We were tasked with improving the metric provided to identify the defensive players who were closest to the player of interest/ had the shortest distance from them . We then were tasked with comparing this data and visualizing the results
To modify the metric used to calculate distance from the player, we used the arrange function to sort the players from greatest to least distance from the player of interest. We then isolated the last three players from these results, the players with the shortest distance to the player per frame. To analyze this metric and the metric provided to us, we used a t test to compare.
To visualize the comparison/ analysis done with the t test, we created a density plot to model the difference between the given and developed results
setwd("C:/Users/genny/OneDrive/Documents/IS470 Sports Analysis")
library(ggplot2)
library(data.table)
library(dplyr)
library(scales)
library(tidytext)
library(RColorBrewer)
library(kableExtra)
library(scales)
library(patchwork)
library(reshape2)
df_tracking <- fread("Data/NFLBDB2022/tracking2020.csv")
df_plays <- fread("Data/NFLBDB2022/plays.csv")
df_games <- fread("Data/NFLBDB2022/games.csv")
# you are creating a metric for a player in a play (playId) in a game (gameId)
my_gameId <- 2021010300
my_playId <- 1586
my_playerNumber <- 19
df <- df_tracking %>%
filter(gameId == my_gameId & playId == my_playId ) %>%
left_join(df_plays, by = c("playId" = "playId", "gameId" = "gameId")) %>%
select(x, y, displayName, jerseyNumber, team, gameId, playId, frameId, time,
nflId, dis, playDescription, s) %>%
data.frame()
df_player1 <- df %>%
filter(jerseyNumber == my_playerNumber) %>%
select(gameId, playId, frameId, x, y, dis, team) %>%
data.frame()
results <- df %>%
left_join(df_player1, by = c( "playId" = "playId", "gameId" = "gameId", "frameId" = "frameId")) %>%
# ----------------------------- here is the code that I created in class -----------------------------
# compute the distance to each player on the opposing team (not to your teammates and not to the ball)

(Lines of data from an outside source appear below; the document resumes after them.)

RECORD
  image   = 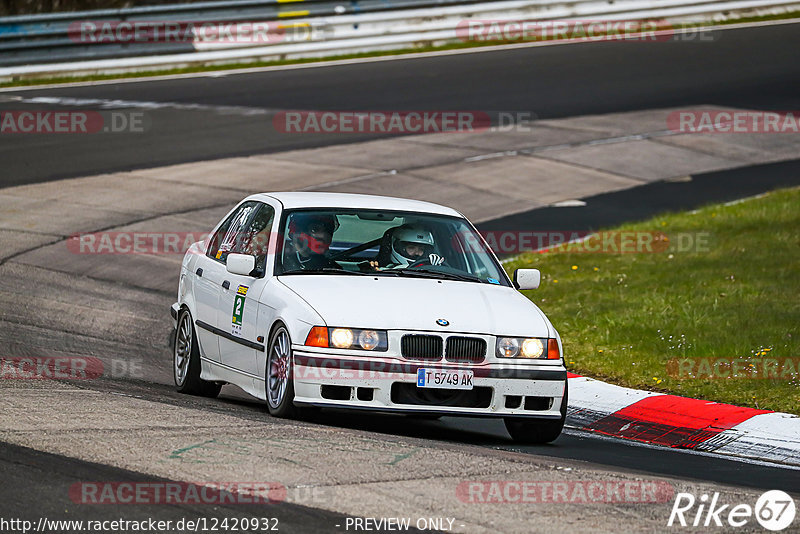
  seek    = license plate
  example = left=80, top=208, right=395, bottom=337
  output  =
left=417, top=368, right=475, bottom=389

mutate(dist = ifelse(team.x != team.y & team.x != "football",
sqrt((x.x - x.y)^2 + (y.x - y.y)^2),
NA)) %>%
group_by(gameId, playId, frameId) %>%
mutate(mean_dist_to_player = mean(dist, na.rm = TRUE),
alpha = 1 - (mean_dist_to_player / 113.33)) %>%
# -------------------------------------start your code below ----------------------------------------
# Arrange code by frameId and distance to determine closest three players
arrange(frameId, dist) %>% # Arrange by frameId and dist
group_by(frameId, team.x == "away") %>%
mutate(closest3_distance = nth(dist, 3, order_by = dist),
closest_players = ifelse(dist <= closest3_distance, 1, 0)) %>%
ungroup() %>%
data.frame()
t_test_data <- results %>%
select(mean_dist_to_player, closest3_distance)%>%
na.omit()
t_test_result <- t.test(t_test_data$mean_dist_to_player,
t_test_data$closest3_distance)
print(t_test_result)
##
## Welch Two Sample t-test
##
## data: t_test_data$mean_dist_to_player and t_test_data$closest3_distance
## t = 10.107, df = 5045.4, p-value < 2.2e-16
## alternative hypothesis: true difference in means is not equal to 0
## 95 percent confidence interval:
## 4.102183 6.076631
## sample estimates:
## mean of x mean of y
## 27.08562 21.99621
# correlation test
cor_results <- cor.test(t_test_data$mean_dist_to_player,
t_test_data$closest3_distance , method = "pearson")
print(cor_results)
##
## Pearson's product-moment correlation
##
## data: t_test_data$mean_dist_to_player and t_test_data$closest3_distance
## t = 371.09, df = 2539, p-value < 2.2e-16
## alternative hypothesis: true correlation is not equal to 0
## 95 percent confidence interval:
## 0.9901746 0.9915846
## sample estimates:
## cor
## 0.9909068
# ------------------------------------- your code ends here -----------------------------------------
#density graph histogram
d_df <- melt(results %>% select(mean_dist_to_player,closest3_distance, dist)%>% filter(!is.na(dist)), id = c())
# Plot
plot1 <- ggplot(d_df, aes(x = value, fill = variable)) +
geom_density(fill = "lightblue", alpha = 0.2) +
facet_wrap(~variable, scale = "free", nrow = 1)
# Print the plot
print(plot1)
After filtering and sorting the data to units of interest, we were able to plot and visualize the different densities of the mean distance vs the closest three players’ distance. We found that the Closest 3 players, as expected had shorter distances to the target player overall in comparison to the mean distance of the players.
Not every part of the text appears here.